Some people joined Te Whāngai to learn new skills.
Tamati had been in the programme for about two months.
"As I've come here every single day, I just start learning more and more -- about how to pot, different species of plants, what they do when you plant them in the wild, how they help the environment."
Tamati hoped to use the knowledge to help his iwi, Ngāti Te Ata, set up their own nursery.
Te Whāngai's welcoming atmosphere kept him coming back every morning, he said.
"Everyone's really bubbly, they've got good personalities... It's just like another family. We all just come together every day and get the job done."
Others got a sense of achievement from earning an income.
Cassius had been with Te Whāngai for about six years and had been on the benefit for about 25 years prior to that.
"My missus said it was time for me to go to work. She used to work here, so she said it would be a good place for me to socialise and get a bit more education about trees.
"She's passed on now, so I'm carrying it on for her."
Te Whāngai had helped Cassius to get Level 1 and 2 qualifications and foster a passion for the environment.
"The more trees I plant, the more will be here for my great-great-grandchildren, and that's what it's about."
The Trust accepted anyone who walked up the driveway, including referrals from the police.
It currently employed 15 young people who had either committed offences or who the police had identified as being at risk of offending.
Liam returned to Te Whāngai after spending time in prison.
"Being inside, being locked up, I was stressing out because I thought to myself, 'Will I still have my job to come back to when I get out? Will the people who were supporting me still be here for me?'"
But he said Te Whāngai stayed connected and let him know he would still have a place once he got out.

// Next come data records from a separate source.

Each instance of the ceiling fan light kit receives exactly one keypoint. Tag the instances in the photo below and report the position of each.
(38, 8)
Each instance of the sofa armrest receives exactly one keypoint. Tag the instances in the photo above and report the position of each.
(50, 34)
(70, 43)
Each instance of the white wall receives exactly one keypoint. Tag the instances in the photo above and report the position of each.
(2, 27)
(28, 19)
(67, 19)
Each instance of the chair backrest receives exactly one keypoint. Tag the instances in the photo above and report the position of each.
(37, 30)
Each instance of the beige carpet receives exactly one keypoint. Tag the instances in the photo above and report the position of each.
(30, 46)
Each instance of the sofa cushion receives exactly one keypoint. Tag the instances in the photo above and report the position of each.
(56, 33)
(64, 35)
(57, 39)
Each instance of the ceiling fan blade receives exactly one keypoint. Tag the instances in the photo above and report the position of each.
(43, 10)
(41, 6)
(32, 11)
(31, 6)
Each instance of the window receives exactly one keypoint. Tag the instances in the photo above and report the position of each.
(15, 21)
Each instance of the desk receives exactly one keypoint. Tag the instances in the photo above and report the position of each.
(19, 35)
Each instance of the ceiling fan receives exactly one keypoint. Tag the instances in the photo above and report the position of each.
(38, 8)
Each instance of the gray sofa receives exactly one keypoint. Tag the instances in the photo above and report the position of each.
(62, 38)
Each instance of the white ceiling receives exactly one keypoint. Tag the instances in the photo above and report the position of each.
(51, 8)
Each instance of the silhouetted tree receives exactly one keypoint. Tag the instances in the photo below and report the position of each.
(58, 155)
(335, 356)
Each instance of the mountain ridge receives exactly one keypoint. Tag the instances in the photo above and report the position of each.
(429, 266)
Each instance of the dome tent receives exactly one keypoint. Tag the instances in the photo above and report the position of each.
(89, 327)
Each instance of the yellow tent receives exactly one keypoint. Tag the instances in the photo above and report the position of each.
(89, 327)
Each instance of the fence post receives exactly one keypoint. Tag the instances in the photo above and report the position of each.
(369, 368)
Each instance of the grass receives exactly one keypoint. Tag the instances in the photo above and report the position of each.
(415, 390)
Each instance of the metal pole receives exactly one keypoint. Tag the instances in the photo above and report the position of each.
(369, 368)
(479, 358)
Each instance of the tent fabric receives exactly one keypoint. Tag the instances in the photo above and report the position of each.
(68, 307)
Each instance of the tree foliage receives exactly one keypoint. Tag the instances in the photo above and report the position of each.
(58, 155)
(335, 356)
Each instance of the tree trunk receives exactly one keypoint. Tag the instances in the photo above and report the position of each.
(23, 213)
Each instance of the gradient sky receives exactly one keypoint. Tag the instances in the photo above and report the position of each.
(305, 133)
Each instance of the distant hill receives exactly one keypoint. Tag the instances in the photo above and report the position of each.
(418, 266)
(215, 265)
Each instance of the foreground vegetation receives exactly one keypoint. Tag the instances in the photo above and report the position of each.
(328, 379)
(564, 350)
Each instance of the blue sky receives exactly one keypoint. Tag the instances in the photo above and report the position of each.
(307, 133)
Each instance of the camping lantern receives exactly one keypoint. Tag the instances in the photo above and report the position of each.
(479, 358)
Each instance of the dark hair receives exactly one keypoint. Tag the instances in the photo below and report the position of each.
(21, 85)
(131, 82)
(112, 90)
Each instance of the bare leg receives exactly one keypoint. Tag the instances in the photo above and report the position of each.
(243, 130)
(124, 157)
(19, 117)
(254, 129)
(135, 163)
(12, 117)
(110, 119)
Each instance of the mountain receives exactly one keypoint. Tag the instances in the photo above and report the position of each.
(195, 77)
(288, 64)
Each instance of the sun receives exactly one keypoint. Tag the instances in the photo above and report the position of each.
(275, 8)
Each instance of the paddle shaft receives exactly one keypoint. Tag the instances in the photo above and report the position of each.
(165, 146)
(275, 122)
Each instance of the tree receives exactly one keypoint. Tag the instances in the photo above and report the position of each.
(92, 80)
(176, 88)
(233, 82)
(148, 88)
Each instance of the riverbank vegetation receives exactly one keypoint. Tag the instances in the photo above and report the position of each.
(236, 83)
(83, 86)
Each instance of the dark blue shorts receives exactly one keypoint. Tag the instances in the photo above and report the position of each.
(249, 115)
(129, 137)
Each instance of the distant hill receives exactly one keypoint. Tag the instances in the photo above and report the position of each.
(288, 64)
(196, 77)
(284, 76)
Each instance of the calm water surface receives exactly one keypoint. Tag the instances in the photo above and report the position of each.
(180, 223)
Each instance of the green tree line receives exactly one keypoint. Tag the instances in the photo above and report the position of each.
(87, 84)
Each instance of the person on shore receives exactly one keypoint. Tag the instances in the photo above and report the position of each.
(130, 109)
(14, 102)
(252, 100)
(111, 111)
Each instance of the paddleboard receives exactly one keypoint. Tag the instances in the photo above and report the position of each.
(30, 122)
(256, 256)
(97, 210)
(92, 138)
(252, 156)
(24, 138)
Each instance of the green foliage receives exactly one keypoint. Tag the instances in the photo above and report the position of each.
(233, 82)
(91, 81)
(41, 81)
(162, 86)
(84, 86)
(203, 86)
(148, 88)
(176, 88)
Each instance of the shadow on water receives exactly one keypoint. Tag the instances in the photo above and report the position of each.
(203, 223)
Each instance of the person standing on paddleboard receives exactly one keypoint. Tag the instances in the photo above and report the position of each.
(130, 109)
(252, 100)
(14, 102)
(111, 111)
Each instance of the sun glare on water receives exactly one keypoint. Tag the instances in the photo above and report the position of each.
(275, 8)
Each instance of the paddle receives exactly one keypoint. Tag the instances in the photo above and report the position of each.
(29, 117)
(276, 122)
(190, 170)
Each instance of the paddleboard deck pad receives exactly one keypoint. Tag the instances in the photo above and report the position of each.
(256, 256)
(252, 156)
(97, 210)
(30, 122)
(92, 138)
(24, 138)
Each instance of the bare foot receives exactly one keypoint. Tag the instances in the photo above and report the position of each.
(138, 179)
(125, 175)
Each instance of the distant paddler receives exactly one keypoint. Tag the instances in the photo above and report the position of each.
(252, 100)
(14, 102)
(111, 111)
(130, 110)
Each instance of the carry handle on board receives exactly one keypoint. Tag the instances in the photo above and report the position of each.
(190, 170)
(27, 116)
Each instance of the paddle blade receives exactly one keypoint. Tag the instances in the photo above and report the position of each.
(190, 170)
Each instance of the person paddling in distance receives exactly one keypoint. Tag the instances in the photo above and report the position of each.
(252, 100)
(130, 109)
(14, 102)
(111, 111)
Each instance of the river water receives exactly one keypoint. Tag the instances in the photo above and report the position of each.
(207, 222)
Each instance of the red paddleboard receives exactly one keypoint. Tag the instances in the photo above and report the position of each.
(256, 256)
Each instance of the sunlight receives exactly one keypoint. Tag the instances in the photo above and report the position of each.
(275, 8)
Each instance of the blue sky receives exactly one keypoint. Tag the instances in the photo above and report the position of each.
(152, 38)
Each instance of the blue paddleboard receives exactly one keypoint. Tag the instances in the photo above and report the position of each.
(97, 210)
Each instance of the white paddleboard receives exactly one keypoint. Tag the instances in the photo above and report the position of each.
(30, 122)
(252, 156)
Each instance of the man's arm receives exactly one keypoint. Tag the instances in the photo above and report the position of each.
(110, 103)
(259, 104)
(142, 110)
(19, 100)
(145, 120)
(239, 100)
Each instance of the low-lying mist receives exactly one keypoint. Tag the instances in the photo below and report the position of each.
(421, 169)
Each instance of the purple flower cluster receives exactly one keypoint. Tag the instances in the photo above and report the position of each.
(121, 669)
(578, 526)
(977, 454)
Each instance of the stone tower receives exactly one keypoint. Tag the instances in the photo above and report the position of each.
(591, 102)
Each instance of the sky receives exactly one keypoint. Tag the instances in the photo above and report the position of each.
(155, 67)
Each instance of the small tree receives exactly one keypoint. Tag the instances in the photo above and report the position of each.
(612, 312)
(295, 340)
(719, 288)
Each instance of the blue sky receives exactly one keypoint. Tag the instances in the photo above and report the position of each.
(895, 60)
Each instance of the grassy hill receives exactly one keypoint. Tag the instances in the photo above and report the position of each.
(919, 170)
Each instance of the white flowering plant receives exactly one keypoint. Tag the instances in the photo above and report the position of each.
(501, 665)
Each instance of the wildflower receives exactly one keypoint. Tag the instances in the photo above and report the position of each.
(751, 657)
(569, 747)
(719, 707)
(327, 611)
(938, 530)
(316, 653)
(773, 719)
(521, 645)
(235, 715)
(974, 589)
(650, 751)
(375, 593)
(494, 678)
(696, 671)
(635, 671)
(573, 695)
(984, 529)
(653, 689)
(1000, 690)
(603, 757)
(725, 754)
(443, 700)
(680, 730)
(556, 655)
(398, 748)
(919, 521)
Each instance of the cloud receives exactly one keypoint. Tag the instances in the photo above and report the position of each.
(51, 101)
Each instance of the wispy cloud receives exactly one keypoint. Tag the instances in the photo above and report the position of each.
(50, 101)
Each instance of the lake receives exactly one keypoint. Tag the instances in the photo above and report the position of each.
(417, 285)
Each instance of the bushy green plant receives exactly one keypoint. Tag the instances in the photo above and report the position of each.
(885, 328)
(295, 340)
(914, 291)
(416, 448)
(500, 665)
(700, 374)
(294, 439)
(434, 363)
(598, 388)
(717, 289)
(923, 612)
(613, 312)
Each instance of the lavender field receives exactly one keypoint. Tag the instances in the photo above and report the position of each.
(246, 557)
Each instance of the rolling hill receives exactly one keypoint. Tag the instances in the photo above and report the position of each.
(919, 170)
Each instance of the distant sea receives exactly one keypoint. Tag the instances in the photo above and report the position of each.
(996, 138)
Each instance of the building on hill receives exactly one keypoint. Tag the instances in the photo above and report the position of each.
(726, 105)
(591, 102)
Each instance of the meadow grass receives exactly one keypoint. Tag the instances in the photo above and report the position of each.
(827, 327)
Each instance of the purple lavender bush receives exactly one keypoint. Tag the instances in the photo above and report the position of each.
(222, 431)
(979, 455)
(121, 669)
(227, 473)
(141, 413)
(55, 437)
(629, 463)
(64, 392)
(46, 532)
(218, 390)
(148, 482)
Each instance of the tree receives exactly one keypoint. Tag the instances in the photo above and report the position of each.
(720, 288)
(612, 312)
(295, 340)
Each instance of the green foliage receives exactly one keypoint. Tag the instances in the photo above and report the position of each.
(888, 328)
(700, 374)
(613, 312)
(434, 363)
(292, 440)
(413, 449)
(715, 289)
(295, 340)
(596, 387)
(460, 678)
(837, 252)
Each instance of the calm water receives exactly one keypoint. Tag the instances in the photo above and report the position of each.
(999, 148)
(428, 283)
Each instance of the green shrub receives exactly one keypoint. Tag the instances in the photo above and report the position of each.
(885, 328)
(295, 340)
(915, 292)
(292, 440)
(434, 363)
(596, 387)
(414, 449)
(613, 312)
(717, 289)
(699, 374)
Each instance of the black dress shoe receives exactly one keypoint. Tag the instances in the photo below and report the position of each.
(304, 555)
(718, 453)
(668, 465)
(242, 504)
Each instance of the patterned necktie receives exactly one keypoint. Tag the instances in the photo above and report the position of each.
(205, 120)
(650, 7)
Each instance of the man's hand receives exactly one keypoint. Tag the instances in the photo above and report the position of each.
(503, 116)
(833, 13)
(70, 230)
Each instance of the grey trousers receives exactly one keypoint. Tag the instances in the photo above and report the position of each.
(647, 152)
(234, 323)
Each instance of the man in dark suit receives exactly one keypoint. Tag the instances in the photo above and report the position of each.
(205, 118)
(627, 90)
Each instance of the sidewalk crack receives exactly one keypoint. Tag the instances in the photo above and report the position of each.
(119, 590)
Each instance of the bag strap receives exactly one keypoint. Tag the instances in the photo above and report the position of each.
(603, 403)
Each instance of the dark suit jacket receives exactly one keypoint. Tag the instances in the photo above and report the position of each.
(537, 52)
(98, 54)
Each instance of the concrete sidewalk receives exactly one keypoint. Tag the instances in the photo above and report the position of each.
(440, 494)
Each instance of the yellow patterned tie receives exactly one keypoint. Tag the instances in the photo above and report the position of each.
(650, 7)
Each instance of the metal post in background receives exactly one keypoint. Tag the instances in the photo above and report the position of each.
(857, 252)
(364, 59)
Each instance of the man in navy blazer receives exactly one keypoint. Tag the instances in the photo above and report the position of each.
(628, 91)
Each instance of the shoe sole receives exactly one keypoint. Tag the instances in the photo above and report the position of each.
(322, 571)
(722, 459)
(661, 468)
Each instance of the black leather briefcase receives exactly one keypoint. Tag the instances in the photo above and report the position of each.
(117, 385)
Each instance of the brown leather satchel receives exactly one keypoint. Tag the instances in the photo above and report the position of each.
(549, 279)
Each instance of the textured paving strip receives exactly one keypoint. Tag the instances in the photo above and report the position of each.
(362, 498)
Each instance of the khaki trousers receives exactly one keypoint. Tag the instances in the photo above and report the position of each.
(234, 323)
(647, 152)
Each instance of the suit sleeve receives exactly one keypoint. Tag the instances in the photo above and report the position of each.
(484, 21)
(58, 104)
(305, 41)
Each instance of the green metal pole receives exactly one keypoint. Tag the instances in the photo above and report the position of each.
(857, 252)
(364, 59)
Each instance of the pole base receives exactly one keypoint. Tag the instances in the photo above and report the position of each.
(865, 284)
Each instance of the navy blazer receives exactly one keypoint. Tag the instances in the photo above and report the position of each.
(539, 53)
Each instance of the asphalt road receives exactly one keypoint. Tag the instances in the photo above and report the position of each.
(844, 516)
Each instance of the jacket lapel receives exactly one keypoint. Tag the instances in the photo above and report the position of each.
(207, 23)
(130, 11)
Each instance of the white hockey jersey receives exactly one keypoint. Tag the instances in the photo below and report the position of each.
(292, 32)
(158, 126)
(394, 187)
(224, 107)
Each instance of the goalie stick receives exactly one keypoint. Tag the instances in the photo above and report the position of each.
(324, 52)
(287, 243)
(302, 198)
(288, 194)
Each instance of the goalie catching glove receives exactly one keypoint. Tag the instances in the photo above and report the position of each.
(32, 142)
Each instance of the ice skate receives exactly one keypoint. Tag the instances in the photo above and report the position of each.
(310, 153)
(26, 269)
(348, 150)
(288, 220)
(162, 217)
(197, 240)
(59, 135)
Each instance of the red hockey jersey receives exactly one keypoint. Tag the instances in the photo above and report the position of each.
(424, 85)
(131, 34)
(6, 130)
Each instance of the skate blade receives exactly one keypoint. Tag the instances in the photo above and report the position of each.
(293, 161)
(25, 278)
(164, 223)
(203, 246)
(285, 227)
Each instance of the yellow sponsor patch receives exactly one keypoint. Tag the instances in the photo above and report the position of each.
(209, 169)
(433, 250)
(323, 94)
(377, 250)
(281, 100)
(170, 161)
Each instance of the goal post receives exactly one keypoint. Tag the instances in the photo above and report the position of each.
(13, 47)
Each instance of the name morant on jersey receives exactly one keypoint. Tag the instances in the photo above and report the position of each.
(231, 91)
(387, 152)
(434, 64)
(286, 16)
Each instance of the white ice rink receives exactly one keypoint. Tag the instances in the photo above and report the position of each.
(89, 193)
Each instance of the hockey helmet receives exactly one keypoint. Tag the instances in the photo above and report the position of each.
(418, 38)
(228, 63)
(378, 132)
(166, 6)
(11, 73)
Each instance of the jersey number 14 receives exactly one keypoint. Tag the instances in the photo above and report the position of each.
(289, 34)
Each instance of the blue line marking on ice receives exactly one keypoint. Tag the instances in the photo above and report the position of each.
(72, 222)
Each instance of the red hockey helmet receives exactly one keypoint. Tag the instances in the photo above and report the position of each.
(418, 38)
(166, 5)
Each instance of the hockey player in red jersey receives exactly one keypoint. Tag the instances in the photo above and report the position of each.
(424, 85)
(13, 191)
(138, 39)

"To come out of prison straight back into mahi has been really healthy for me and my mindset, physically and mentally, because I'm not at home thinking about the crime I did or reoffending, and it gives me a chance to make up for what I did wrong."
Dalton said while National's boot camp proposal might appeal to people in search of quick responses to crime, it was unrealistic to expect 100 percent success from hard-line policies.
According to the Ministry of Justice, about 70 per cent of people were reconvicted within two years of release from prison.
It was for that reason that Te Whāngai's had an open-door policy.
"You leave your past at the gate, and it's about a second chance, or for some people, their first opportunity," Dalton said.
After the trust's pilot programme, 73 percent of its high-risk recidivist youth offenders did not go on to reoffend, whereas a study into 11 Christchurch-based military-style camps found just 14 percent of participants did not reoffend.
"Boot camps are a great option for some youth that haven't experienced discipline or who have a huge need in their lives.
"But you can't just do the boot camp and then let them go back to the environment that they've been in previously."
Over the last 16 years, Te Whāngai had helped more than 800 trainees into work, and currently employed a team of 75.
In the Queen's Birthday and Platinum Jubilee Honours List, Dalton was recognised with the Order of Merit.
And in 2016 Te Whāngai Trust won the Green Ribbon Award for environmental achievements.
But that praise had not translated into a steady stream of funding which Dalton said was necessary to keep the business sustainable and scale it to other communities where there was a need.
"Our people are our profit," Dalton said.
"Every life that we can turn around, every whānau that we can turn around to create a positive future for New Zealand is our profit."
Te Whāngai was waiting to learn the outcome of an application for He Poutama Rangatahi funding under the government's Better Pathways programme.
The fund was established to support organisations that helped young people get into training and work.